Lionel Jospin, qui refuse un débat à quatre entre les dirigeants des quatre principaux partis, et a passé une grande partie des journées de vendredi et samedi à sillonner son fief de Cintegabelle, en Haute-Garonne, a accusé le premier ministre de se «dérober» à un face-à-face télévisé avec lui.

Prendre du recul

«Si Alain Juppé ne veut pas être confronté directement à moi, c’est au pays et à ses électeurs qu’il sera directement confronté», a-t-il ajouté.
«M. Jospin a répondu peut-être un peu vite lorsqu’il a refusé cette proposition (de débat à quatre) de TF1», a pour sa part déclaré le premier ministre lors d’une conférence de presse dans sa ville de Bordeaux. «En prenant du recul, il y viendra».
Les deux autres protagonistes pressentis d’un débat à quatre ont également déploré le refus du dirigeant socialiste.
En campagne dans le Var, le président de l’UDF, François Léotard, a regretté que Lionel Jospin «ne se prête pas à ce qui est un rite et une obligation dans l’esprit de la République».
Le secrétaire national du Parti communiste, Robert Hue, a reproché à son homologue socialiste de «jouer perso». «Je pense que Lionel Jospin finira par accepter ce débat», a-t-il déclaré lors d’un déplacement dans sa circonscription d’Argenteuil.
Le porte-parole national des Verts, Dominique Voynet, a pour sa part donné le coup d’envoi de sa campagne en justifiant son accord avec le PS et elle a dénoncé la «barbarie libérale».
Génération Ecologie de Brice Lalonde et le Mouvement écologiste indépendant d’Antoine Waechter, qui se revendiquent chacun de leur côté d’une «écologie indépendante», ont présenté en ordre dispersé leurs propres listes de candidats.
A 31 jours du premier tour des élections, la droite devance la gauche PS-PC dans les intentions de vote, indique un sondage de l’IFOP réalisé pour le Journal du dimanche et la radio BFM.
Sur 1.000 personnes interrogées le 25 avril, 37% affirment qu’elles voteraient pour un candidat RPR ou UDF et 2,5% pour un candidat divers droite, soit au total 39,5%, si le premier tour des élections avait lieu dimanche.
Elles sont 26% à dire qu’elles voteraient pour un candidat socialiste et 10% pour un communiste — soit 36% au total.
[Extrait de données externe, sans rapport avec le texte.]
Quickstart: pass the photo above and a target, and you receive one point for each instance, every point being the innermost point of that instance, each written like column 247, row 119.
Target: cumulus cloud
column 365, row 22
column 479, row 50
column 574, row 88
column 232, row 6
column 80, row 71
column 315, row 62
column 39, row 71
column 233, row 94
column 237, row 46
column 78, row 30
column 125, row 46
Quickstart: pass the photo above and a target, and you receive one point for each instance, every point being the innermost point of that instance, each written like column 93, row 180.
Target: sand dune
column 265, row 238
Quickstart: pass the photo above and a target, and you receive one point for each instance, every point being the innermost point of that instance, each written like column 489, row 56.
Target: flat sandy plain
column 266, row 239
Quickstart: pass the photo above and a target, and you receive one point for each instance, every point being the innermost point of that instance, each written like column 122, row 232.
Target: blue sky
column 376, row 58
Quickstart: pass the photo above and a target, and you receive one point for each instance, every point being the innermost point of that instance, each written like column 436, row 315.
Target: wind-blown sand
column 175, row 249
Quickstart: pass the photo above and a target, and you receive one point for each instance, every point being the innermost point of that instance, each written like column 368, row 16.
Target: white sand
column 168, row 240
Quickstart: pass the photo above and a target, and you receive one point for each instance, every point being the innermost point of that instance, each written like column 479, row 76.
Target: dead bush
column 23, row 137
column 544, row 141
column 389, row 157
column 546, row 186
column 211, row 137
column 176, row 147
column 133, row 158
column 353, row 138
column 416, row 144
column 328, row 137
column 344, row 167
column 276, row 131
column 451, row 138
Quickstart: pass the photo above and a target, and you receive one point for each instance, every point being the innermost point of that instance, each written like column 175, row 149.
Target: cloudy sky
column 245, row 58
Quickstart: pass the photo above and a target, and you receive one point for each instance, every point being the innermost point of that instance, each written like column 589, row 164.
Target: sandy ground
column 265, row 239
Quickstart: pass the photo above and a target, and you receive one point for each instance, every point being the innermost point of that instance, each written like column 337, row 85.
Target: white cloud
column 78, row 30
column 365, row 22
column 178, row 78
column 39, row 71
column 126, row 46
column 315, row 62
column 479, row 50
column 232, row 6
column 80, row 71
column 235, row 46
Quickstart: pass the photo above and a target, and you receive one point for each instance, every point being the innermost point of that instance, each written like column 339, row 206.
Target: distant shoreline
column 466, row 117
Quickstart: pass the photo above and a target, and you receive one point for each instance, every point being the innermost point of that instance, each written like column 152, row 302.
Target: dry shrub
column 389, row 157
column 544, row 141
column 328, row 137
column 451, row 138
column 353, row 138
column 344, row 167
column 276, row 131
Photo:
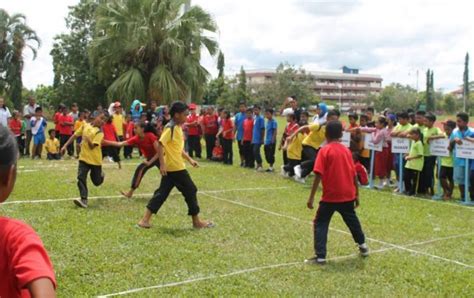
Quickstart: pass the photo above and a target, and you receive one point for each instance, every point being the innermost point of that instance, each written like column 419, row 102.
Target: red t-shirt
column 110, row 132
column 336, row 167
column 23, row 258
column 248, row 129
column 210, row 125
column 15, row 127
column 56, row 120
column 228, row 125
column 193, row 130
column 145, row 145
column 65, row 129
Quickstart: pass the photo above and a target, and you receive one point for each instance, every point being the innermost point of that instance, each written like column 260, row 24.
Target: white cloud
column 390, row 38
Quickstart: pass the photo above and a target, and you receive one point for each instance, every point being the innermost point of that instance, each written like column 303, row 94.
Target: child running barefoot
column 340, row 193
column 25, row 267
column 173, row 170
column 147, row 143
column 90, row 158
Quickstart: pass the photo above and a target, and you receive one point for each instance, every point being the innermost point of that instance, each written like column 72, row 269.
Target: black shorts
column 446, row 173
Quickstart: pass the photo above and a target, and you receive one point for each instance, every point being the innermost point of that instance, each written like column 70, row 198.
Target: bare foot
column 203, row 224
column 127, row 194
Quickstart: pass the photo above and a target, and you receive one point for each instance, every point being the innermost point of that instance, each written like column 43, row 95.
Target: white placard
column 440, row 147
column 368, row 144
column 465, row 150
column 400, row 145
column 346, row 139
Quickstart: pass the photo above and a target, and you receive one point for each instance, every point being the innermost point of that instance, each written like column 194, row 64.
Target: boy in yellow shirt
column 173, row 170
column 90, row 158
column 52, row 146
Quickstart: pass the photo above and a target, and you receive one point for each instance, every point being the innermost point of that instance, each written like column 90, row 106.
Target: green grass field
column 418, row 247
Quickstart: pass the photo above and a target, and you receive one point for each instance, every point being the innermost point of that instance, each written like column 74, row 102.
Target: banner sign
column 346, row 139
column 400, row 145
column 440, row 147
column 465, row 150
column 371, row 146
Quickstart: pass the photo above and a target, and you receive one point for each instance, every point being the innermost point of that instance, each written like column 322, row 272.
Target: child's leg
column 82, row 172
column 321, row 226
column 352, row 221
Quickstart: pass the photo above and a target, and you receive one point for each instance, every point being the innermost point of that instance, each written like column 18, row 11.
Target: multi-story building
column 349, row 87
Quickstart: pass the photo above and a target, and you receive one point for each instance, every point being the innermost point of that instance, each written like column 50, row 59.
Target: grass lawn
column 263, row 234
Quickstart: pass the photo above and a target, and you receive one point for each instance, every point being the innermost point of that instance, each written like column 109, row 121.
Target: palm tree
column 152, row 49
column 15, row 37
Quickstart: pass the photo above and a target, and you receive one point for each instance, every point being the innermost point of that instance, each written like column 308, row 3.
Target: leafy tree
column 74, row 80
column 151, row 49
column 15, row 37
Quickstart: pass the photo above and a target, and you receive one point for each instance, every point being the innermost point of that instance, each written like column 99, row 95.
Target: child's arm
column 314, row 189
column 42, row 287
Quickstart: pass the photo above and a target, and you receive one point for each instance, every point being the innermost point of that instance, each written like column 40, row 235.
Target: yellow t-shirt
column 52, row 146
column 117, row 121
column 172, row 140
column 295, row 147
column 316, row 136
column 78, row 124
column 92, row 156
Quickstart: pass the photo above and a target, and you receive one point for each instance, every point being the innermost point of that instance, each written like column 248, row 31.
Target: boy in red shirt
column 335, row 168
column 247, row 140
column 194, row 139
column 25, row 267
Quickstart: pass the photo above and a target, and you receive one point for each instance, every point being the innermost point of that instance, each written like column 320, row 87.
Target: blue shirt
column 270, row 130
column 258, row 125
column 460, row 162
column 239, row 124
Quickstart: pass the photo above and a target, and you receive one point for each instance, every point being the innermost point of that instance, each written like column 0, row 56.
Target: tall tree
column 74, row 80
column 15, row 37
column 466, row 84
column 151, row 49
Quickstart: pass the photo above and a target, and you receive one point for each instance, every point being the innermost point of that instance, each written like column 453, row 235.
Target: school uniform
column 172, row 140
column 258, row 127
column 413, row 168
column 270, row 143
column 247, row 143
column 335, row 166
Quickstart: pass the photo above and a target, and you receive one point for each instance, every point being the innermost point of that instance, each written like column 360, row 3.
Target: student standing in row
column 173, row 170
column 270, row 139
column 258, row 137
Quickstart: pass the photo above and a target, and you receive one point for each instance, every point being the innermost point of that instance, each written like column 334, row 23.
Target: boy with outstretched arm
column 90, row 157
column 335, row 169
column 173, row 170
column 25, row 267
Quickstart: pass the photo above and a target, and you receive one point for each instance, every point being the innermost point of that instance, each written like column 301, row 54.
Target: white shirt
column 4, row 116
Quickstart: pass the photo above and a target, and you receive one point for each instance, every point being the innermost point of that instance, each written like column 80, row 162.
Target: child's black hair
column 430, row 117
column 333, row 130
column 463, row 116
column 178, row 107
column 8, row 149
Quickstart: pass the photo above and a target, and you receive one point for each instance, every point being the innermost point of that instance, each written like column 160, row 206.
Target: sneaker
column 315, row 261
column 364, row 250
column 299, row 179
column 82, row 203
column 298, row 171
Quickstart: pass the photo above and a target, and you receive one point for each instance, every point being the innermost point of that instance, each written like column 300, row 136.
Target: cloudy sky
column 392, row 38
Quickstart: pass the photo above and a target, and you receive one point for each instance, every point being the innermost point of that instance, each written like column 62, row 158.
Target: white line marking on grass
column 261, row 268
column 344, row 232
column 136, row 195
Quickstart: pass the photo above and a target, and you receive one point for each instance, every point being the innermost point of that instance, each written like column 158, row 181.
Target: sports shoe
column 298, row 171
column 315, row 261
column 82, row 203
column 299, row 180
column 364, row 250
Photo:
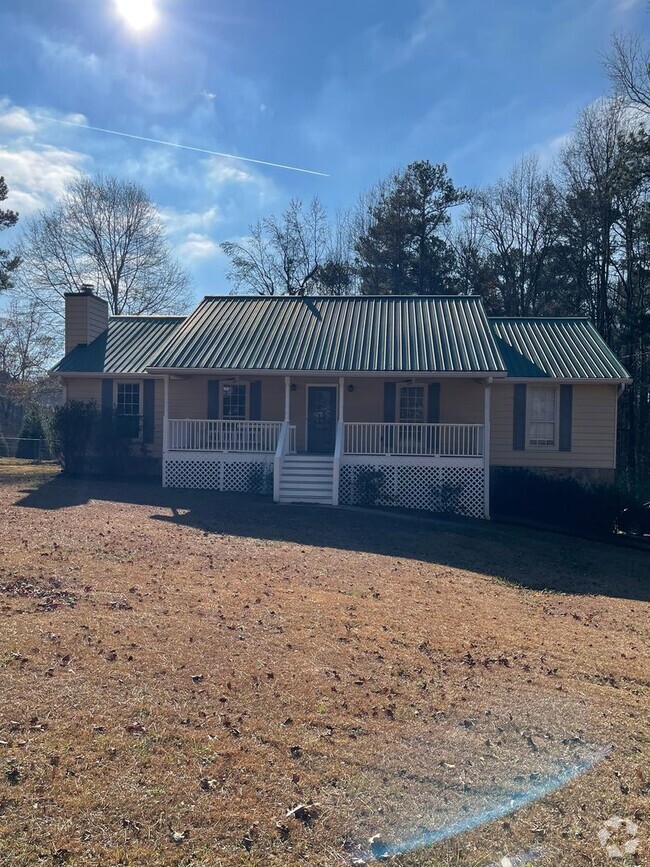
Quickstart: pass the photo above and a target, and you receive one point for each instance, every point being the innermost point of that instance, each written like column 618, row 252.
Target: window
column 542, row 416
column 411, row 403
column 128, row 408
column 234, row 403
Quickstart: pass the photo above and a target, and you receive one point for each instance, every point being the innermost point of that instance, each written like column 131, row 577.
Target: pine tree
column 402, row 251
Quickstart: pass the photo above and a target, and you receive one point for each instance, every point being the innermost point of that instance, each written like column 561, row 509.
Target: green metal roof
column 406, row 334
column 128, row 346
column 395, row 334
column 558, row 348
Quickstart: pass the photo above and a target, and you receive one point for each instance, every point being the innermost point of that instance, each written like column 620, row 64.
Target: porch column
column 338, row 447
column 165, row 414
column 165, row 428
column 486, row 448
column 287, row 398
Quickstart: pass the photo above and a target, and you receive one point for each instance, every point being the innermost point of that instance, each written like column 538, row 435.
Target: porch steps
column 307, row 479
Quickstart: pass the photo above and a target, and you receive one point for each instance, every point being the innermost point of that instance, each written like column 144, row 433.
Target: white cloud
column 178, row 222
column 66, row 53
column 197, row 246
column 36, row 177
column 626, row 5
column 36, row 173
column 15, row 120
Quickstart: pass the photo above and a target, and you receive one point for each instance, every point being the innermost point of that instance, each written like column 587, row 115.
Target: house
column 318, row 399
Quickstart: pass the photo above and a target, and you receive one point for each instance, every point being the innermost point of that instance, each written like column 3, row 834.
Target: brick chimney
column 86, row 317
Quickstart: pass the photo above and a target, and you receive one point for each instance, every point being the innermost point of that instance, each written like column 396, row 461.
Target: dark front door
column 321, row 418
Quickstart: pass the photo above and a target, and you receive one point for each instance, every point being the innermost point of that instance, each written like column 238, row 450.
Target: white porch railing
column 445, row 440
column 212, row 435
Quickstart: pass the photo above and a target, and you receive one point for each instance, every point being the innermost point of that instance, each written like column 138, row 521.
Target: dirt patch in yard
column 209, row 679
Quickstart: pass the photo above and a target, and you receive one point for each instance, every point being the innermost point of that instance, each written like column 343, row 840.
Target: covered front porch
column 309, row 438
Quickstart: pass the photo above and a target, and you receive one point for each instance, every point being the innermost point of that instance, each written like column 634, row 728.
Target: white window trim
column 556, row 424
column 425, row 399
column 247, row 400
column 140, row 384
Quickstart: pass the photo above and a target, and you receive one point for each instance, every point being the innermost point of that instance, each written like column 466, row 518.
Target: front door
column 321, row 418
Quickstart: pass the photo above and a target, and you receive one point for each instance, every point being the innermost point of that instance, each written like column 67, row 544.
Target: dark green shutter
column 566, row 417
column 519, row 419
column 390, row 391
column 213, row 398
column 148, row 410
column 255, row 410
column 433, row 403
column 107, row 396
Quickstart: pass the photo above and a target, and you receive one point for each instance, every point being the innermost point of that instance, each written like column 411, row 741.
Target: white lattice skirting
column 253, row 473
column 458, row 489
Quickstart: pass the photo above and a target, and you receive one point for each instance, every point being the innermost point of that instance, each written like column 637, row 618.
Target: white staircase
column 307, row 479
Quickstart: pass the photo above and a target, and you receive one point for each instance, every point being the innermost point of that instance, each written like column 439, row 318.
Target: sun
column 138, row 14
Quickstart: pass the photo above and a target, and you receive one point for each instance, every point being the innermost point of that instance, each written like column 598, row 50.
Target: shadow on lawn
column 529, row 558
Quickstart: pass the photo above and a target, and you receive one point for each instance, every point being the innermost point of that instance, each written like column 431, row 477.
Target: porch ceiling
column 383, row 334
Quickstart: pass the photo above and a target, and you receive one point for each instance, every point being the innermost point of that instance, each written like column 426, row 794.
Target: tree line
column 569, row 238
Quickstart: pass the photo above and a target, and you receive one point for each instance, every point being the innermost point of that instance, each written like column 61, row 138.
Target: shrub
column 370, row 487
column 70, row 431
column 260, row 480
column 31, row 436
column 564, row 502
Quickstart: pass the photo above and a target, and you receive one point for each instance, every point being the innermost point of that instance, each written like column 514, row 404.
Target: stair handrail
column 336, row 464
column 280, row 451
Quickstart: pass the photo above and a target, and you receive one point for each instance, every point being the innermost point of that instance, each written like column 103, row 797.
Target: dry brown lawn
column 178, row 670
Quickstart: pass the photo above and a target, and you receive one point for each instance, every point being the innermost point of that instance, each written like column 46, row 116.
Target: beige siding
column 593, row 431
column 84, row 388
column 86, row 317
column 188, row 398
column 462, row 402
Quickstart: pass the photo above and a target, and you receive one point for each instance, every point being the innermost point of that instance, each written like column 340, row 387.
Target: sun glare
column 138, row 14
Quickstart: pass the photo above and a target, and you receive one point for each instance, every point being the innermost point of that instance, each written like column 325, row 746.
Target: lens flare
column 138, row 14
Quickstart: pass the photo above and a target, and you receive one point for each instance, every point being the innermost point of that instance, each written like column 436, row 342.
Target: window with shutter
column 542, row 403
Mais si on y ajoute les intentions de vote pour les écologistes (6,5%) et pour l’extrême-gauche (2,0%), ce total passe à 44,5%.
Le FN recueille pour sa part 16% des intentions de vote.
Selon une simulation réalisée par l’IFOP, la droite (RPR, UDF et divers) conserverait après le second tour une majorité confortable à l’Assemblée, avec 311 à 331 députés sur les 555 sièges de France métropolitaine. La gauche obtiendrait 219 à 245 sièges, dont 200 à 220 pour le PS et 19 à 25 pour le PC, mais aucun pour les Verts. Le FN obtiendrait de zéro à trois sièges.
Dans une interview au JDD, Lionel Jospin affirme que si la gauche l’emporte, la «première mesure» qu’elle décidera sera «un audit de la situation financière et des comptes économiques et sociaux du pays». Il promet cependant que la cohabitation avec Jacques Chirac «se passera normalement».
PARIS, 28 Avril (Reuter). — Pendant qu’Alain Juppé et Lionel Jospin se consacraient à la campagne des législatives dans leurs circonscriptions respectives, Charles Pasqua a effectué une entrée en fanfare dans la bataille électorale.«Comprenons bien qu’il n’y aura pas de «nouvel élan» sans une nouvelle politique», a déclaré l’ancien ministre RPR de l’Intérieur, paraphrasant le slogan de la majorité, devant la convention nationale de son mouvement «Demain la France».Il a estimé que la façon dont la majorité RPR-UDF avait engagé la campagne n’était pas à la «hauteur de l’enjeu qui est proposé aux Français» par le président Jacques Chirac.Il est revenu à la charge sur France 2: «Je ne suis pas sûr que les réformes que l’on va nous proposer sont suffisantes», a-t-il dit sans vouloir prendre...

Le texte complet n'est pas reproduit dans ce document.